While the state government has reversed the ban on plastic bottles with a capacity lower than 0.5 litres, the Environment Department maintains that there is a complete ban on purchase, sale, distribution and storage of polyethylene terephthalate (PET) and polyethylene terephthalate esters (PETE) bottles with a capacity lower than 0.5 litres. Also, the depository scheme of Re 1 for a one-litre bottle and Rs 2 for 0.5-litre bottle is applicable to all beverages, and not just water bottles.
Environmental activist Rishi Aggarwal stated the obvious when he said talking about ideas and implementing them were two very different things. “Politicians come up with theories and ideas but these are often caught up in a political crossfire. How many ideas are actually implemented? Maharashtra banned bags below 50 microns after the 2005 Mumbai floods, but nothing actually happened,” he said.

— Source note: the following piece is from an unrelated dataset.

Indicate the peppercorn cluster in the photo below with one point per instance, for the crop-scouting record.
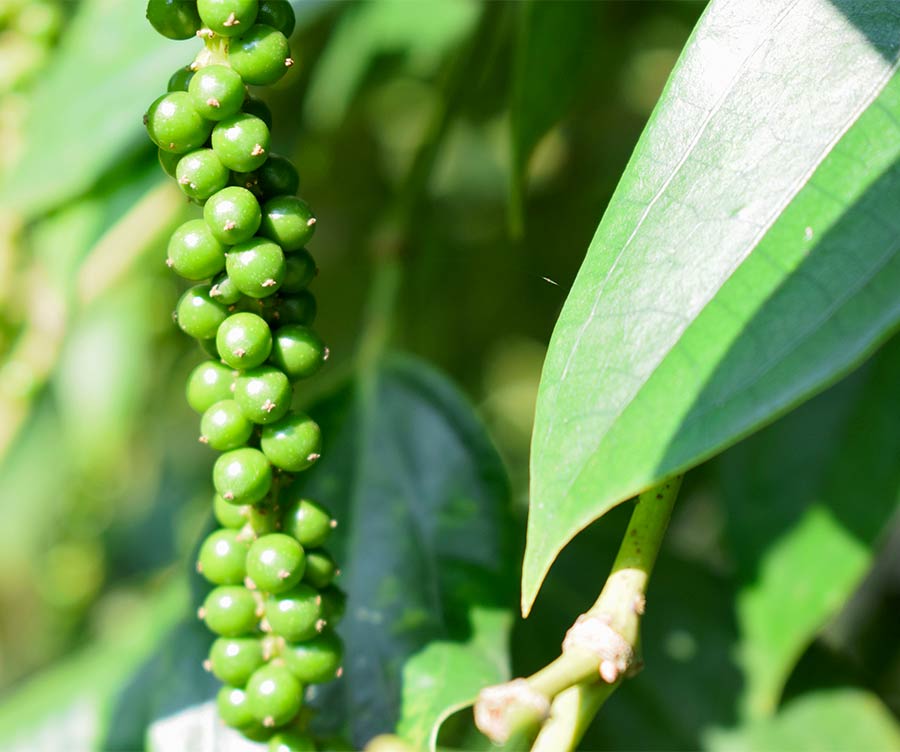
(274, 604)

Environmentalist D Stalin from the NGO Vanashakti said the state’s latest effort to eliminate plastic will work if the guidelines are not diluted. “All these years, plastic bans across India haven’t worked because the offenders are not penalised. Maharashtra is now talking about penalising the offenders (the ban proposes a penalty from Rs 5,000 up to Rs 25,000) which is the right way to go about it,” Stalin said.
Already, a court case
Meanwhile, the Maharashtra Plastic Manufacturing Association (MPMA) has filed a petition in the Bombay High Court saying the ban would affect over 8,000 industries and could leave around 20 lakh people unemployed.